Today, advertising on WhatsApp is still a rumor rather than a reality. Facebook has been working on other means of making money from the app’s 2 billion-plus users, such as integrating payments and serving as a customer-service intermediary. But in general, it’s patiently allowed WhatsApp to ride along as a subsidized piece of company that makes plenty of money elsewhere.

Koum and Acton left Facebook in 2018 and 2017, respectively. Like Instagram’s Systrom and Krieger, they were unhappy with Facebook management’s increasingly hands-on involvement in their product. Had they never sold out in the first place, WhatsApp would have needed to become self-sustaining. Whether or not its founders buckled on their opposition to ads, they would have been under far more pressure to monetize eyeballs in ways that went beyond the 99¢ fee.

Other buyers might have messed it all up

Shortly before Facebook acquired Instagram for $1 billion, its cofounders reportedly turned down another suitor: Twitter, which offered a mere $525 million. A couple of years later, when then-Google CEO Larry Page learned of Facebook’s interest in buying WhatsApp, he allegedly tried to swoop in with an even more outrageously gigantic offer.

With all due respect to Twitter and Google, it’s tough to imagine either coulda-been transaction having resulted in the sustained success that Facebook has enjoyed with its two acquisitions. Twitter’s most famous startup purchases are Vine and Periscope—two intriguing products it bought before launch and then failed to turn into lasting hits. As for Google, it’s legendarily bad at messaging, so the odds seem against it having done anywhere near as well with WhatsApp as it did with another purchase, YouTube.

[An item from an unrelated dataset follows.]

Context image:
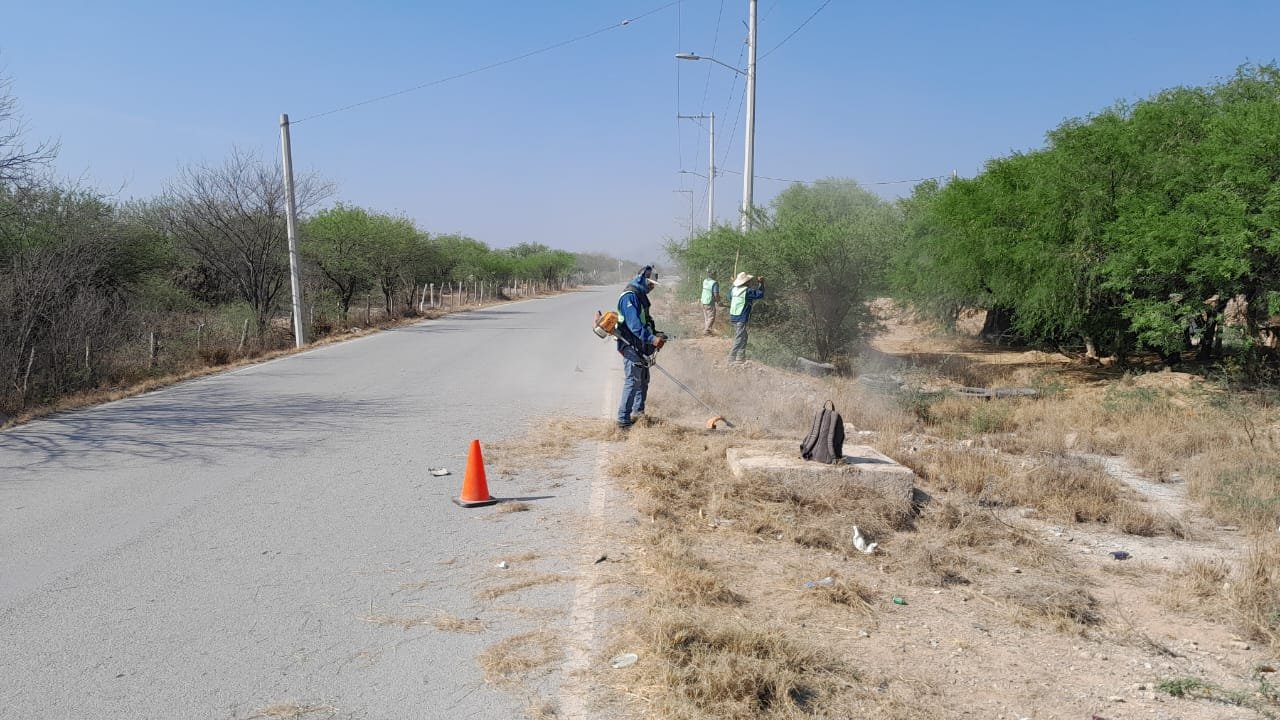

Other potential acquirers, such as old-school media or telecommunications companies, might have mismanaged Instagram or WhatsApp into outright irrelevance.

These questions are fun to toss around even though we’ll never know what might have been. The antitrust case against Facebook raises even more hypotheticals. For instance, would Snapchat have been more likely to grow into a Facebook-size success if Facebook hadn’t leveraged Instagram to neutralize it? How many social networking startups never got funding because taking on the Facebook empire seemed futile? If the company had been deprived of the data it has about Instagram and WhatsApp users, would skeptics be any more comfortable with the role it plays in our lives?

We’ll never know for sure—but these and other what-ifs will drive the courtroom battle to come.